Instead of doing two passes of all candidates using map then a filter,
this uses `filter_map` so we are only doing one pass for the candidates.
This alone is quite a significant improvement of ~7%
Output of `./scripts/bench 0.x`
Benchmark 1: 0.x
Time (mean ± σ): 2.373 s ± 0.138 s [User: 10.617 s, System: 1.697 s]
Range (min … max): 2.124 s … 2.577 s 10 runs
Benchmark 2: HEAD
Time (mean ± σ): 2.206 s ± 0.133 s [User: 10.061 s, System: 1.811 s]

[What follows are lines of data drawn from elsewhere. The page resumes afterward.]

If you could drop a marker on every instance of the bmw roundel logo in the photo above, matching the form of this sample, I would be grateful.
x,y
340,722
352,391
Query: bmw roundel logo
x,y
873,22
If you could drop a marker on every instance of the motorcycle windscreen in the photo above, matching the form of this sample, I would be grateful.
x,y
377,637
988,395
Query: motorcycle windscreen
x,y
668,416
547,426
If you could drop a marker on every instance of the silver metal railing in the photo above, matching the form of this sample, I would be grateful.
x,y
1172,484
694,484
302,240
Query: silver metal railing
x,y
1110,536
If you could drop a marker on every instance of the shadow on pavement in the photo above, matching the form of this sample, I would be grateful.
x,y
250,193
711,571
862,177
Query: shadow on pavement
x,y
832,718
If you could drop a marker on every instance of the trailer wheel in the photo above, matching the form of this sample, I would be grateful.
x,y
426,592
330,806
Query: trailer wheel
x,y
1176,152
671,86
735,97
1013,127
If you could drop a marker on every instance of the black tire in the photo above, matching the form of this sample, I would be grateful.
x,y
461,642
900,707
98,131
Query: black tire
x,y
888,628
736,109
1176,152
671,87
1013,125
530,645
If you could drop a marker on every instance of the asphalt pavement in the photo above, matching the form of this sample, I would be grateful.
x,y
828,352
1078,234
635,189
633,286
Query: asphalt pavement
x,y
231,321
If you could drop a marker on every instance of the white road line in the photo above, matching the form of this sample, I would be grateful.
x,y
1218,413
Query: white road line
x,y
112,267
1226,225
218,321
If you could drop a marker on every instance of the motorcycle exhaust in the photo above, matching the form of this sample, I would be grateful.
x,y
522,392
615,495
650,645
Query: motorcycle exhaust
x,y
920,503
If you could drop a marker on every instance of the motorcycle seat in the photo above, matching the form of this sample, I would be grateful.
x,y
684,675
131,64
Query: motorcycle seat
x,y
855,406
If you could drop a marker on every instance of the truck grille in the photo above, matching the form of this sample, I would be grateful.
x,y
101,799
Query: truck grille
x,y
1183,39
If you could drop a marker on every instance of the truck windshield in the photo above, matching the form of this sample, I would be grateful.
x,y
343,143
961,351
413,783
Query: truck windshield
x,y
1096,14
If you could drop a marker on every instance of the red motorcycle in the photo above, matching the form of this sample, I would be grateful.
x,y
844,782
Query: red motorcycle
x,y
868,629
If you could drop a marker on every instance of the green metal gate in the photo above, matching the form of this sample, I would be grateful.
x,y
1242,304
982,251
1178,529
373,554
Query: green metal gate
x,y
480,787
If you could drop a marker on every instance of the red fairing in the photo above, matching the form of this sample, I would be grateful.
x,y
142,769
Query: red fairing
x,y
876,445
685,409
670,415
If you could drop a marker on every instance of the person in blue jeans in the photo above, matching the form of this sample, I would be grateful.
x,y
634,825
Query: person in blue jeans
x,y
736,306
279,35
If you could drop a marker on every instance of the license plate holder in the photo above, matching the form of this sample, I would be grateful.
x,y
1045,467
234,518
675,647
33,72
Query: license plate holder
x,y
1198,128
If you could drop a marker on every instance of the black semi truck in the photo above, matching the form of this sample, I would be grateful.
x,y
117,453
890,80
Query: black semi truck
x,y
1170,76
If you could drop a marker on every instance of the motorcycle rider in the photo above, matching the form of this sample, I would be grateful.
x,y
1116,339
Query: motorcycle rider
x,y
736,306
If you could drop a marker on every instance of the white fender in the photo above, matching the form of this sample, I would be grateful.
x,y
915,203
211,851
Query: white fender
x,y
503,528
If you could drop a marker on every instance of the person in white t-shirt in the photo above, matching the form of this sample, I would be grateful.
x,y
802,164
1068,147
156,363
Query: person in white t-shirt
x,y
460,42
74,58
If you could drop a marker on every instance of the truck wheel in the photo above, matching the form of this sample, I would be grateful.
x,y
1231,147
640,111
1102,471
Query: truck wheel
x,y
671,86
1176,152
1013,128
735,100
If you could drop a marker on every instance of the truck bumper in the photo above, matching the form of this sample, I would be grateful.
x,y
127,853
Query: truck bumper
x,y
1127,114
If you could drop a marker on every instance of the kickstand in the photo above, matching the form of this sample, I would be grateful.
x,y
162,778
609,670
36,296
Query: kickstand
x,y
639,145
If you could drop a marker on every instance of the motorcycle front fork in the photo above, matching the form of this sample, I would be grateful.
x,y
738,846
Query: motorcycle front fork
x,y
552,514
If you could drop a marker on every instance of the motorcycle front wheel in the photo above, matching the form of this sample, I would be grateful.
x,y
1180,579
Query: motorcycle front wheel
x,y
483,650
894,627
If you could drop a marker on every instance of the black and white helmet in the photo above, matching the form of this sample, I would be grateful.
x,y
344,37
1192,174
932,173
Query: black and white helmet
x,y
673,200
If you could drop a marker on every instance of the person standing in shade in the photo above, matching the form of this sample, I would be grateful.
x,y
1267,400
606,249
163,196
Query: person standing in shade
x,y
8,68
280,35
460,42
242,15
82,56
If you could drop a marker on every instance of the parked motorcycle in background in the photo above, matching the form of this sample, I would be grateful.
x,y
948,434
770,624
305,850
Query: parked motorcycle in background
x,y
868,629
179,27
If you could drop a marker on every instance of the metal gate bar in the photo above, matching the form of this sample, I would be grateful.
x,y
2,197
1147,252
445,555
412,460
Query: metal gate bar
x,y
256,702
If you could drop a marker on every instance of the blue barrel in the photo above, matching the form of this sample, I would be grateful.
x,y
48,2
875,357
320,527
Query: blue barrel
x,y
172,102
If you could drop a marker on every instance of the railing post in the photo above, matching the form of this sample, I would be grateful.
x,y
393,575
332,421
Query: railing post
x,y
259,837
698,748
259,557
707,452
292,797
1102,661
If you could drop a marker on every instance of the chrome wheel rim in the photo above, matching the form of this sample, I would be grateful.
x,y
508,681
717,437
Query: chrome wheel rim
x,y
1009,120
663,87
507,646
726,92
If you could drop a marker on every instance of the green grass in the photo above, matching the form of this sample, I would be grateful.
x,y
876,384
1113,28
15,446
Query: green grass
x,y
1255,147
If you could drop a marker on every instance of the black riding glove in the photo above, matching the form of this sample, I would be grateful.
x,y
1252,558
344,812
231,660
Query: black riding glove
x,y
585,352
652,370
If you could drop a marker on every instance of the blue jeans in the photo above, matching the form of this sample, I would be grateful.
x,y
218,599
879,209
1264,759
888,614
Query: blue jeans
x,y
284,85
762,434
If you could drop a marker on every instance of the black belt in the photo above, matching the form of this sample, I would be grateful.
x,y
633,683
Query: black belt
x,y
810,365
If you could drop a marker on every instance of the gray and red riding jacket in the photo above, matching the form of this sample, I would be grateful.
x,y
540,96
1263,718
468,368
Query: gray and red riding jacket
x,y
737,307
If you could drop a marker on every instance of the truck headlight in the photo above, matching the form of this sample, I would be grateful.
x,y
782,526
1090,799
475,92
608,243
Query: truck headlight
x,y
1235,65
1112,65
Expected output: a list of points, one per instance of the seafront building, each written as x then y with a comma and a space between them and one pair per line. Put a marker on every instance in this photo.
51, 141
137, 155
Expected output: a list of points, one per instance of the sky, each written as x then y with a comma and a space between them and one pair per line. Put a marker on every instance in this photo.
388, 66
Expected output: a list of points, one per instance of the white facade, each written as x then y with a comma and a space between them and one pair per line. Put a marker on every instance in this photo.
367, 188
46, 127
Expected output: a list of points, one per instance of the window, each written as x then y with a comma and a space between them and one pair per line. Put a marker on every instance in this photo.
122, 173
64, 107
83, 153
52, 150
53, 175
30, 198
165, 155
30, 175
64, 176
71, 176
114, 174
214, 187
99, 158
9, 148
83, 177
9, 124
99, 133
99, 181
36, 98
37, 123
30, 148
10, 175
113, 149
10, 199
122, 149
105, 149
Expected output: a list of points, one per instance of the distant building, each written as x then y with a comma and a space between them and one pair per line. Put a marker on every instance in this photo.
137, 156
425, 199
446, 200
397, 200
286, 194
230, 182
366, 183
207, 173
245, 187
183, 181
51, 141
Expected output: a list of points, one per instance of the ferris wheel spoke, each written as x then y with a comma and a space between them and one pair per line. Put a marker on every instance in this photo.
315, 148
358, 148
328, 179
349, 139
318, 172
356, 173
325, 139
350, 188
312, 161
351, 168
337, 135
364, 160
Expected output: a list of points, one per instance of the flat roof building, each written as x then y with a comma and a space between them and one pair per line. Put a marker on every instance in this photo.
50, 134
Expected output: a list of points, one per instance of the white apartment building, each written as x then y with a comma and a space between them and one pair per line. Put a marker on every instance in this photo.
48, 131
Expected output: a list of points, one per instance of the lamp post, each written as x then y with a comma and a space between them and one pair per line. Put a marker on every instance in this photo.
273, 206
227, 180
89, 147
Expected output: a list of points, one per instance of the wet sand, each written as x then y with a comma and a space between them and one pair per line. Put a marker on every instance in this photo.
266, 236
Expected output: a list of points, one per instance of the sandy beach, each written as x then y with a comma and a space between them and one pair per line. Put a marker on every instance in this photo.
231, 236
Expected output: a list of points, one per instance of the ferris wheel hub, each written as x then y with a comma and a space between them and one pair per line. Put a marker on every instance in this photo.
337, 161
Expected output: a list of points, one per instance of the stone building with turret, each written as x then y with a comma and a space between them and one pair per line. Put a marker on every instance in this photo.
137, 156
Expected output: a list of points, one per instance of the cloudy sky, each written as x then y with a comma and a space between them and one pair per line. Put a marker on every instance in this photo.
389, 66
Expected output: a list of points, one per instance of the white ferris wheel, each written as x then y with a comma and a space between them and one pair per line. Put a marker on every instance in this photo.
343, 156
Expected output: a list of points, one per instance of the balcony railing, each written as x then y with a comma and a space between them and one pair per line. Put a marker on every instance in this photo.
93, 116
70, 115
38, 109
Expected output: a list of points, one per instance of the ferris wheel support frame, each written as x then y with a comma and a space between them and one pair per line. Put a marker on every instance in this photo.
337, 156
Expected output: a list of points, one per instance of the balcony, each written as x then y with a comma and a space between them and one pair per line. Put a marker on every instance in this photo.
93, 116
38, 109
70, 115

Range (min … max): 1.940 s … 2.433 s 10 runs
Summary
HEAD ran
1.08 ± 0.09 times faster than 0.x
-------------------------------------
The percentage difference is -7.00%
-------------------------------------
- Update the provided `minimum_score` in `sorter::Option::new` to match
what was being used in `sort_strings`
- Use the `minimum_score` value instead of a hardcoded number
This seems like functionality that was either intended and not added, or
added and then part removed. Either way the performance impact is
minimal and it's a nice idea.
- For completeness, but also for additional performance when there are
extremely large numbers of results, use `par_sort_unstable_by()` for
sorting the results. For most sane result sets this will not represent
a significant speedup (for the Kubernetes benchmark it's around 1%)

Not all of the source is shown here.